WICHITA, Kan. (KSNW) – A four percent cut in Medicaid reimbursements from the State of Kansas goes into effect Friday, making it more difficult for doctors, dentists and hospitals to serve low-income families. In addition, a backlog of applications to Medicaid is keeping thousands from getting the care they need.
One of the more than 15,000 Kansans affected is Julie Gibbs who’s waiting to have her Medicaid application approved. For her, the health care “limbo” she’s in can be life-threatening.
“You may need to see a doctor, but you don’t do it because you’re trying to save money,” Gibbs said.
Gibbs, who lives in Park City, has felt the hardships of trying to wade through the Medicaid system.
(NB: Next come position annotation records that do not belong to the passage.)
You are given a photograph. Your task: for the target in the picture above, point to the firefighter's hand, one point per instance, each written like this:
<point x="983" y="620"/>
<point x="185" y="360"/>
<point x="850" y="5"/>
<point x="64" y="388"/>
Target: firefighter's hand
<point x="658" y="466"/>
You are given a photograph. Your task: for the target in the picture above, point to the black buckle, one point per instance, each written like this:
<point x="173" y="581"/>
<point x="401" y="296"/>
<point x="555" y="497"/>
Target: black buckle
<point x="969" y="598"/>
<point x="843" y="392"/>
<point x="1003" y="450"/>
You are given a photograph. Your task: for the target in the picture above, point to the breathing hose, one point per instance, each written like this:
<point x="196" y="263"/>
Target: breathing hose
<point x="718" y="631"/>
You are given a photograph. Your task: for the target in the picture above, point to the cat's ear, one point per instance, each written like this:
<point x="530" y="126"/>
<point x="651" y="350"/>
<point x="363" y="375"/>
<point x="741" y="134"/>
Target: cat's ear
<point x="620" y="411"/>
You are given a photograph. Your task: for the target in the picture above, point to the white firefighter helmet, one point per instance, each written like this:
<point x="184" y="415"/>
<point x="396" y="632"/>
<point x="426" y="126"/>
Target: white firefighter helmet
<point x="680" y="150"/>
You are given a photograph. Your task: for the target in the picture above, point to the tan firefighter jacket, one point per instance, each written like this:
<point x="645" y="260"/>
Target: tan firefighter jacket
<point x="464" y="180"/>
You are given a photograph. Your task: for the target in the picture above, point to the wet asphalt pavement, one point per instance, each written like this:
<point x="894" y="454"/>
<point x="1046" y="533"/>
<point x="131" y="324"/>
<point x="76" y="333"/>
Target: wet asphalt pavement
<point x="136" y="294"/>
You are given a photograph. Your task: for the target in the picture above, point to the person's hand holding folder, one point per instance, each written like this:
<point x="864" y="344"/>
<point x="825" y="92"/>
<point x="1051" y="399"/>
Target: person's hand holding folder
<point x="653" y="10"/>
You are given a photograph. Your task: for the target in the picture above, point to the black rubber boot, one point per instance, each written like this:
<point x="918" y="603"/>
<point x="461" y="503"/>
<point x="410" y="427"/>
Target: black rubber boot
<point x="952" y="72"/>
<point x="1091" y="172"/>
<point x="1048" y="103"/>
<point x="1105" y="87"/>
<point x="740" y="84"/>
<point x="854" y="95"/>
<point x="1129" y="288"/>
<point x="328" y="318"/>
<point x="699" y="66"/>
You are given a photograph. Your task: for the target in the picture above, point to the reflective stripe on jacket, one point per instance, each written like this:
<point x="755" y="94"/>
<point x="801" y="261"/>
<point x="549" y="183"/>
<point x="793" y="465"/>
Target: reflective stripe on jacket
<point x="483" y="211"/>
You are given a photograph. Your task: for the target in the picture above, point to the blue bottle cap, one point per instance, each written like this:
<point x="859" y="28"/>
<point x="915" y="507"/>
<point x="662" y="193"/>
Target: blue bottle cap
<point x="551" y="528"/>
She was diagnosed with epilepsy three years ago, causing her to not be able to continue working as a nurse.
“I have not been able to afford a neurologist almost three years now. A neurologist without an appointment is about $200 a visit.”
Gibbs applied for Medicaid six months ago, but was denied after being backlogged for months. That left her with no medical care.
“I do have some outstanding medical bills and it’s shameful to me, but it’s what it is,” said Gibbs.
But, she’s not the only Kansan affected.
According to Project Access in Sedgwick County, they’ve seen thousands of cases just like Gibbs’.
“What we found out is either they have not heard anything back, or when we’ve called Topeka, they cannot find the application,” said Djuna Harris, the service coordinator with Project Access.
Harris says Project Access helps walk applicants through the process online, but weeks later patients are left with no answer.
“What we found out is either they have not heard anything back, or when we’ve called Topeka, they cannot find the application.”
Problems like these are contributing to the fact that more than 15,000 Kansans are still waiting to get health care through Medicaid, people like Julie Gibbs, who’s forced to re-apply in order to get the help she needs.
“It would be life changing, if I could get life insurance it would increase my quality of life,” said Gibbs.
And, there are a lot of Kansans who share that feeling. In Sedgwick County alone 65,000 people are uninsured.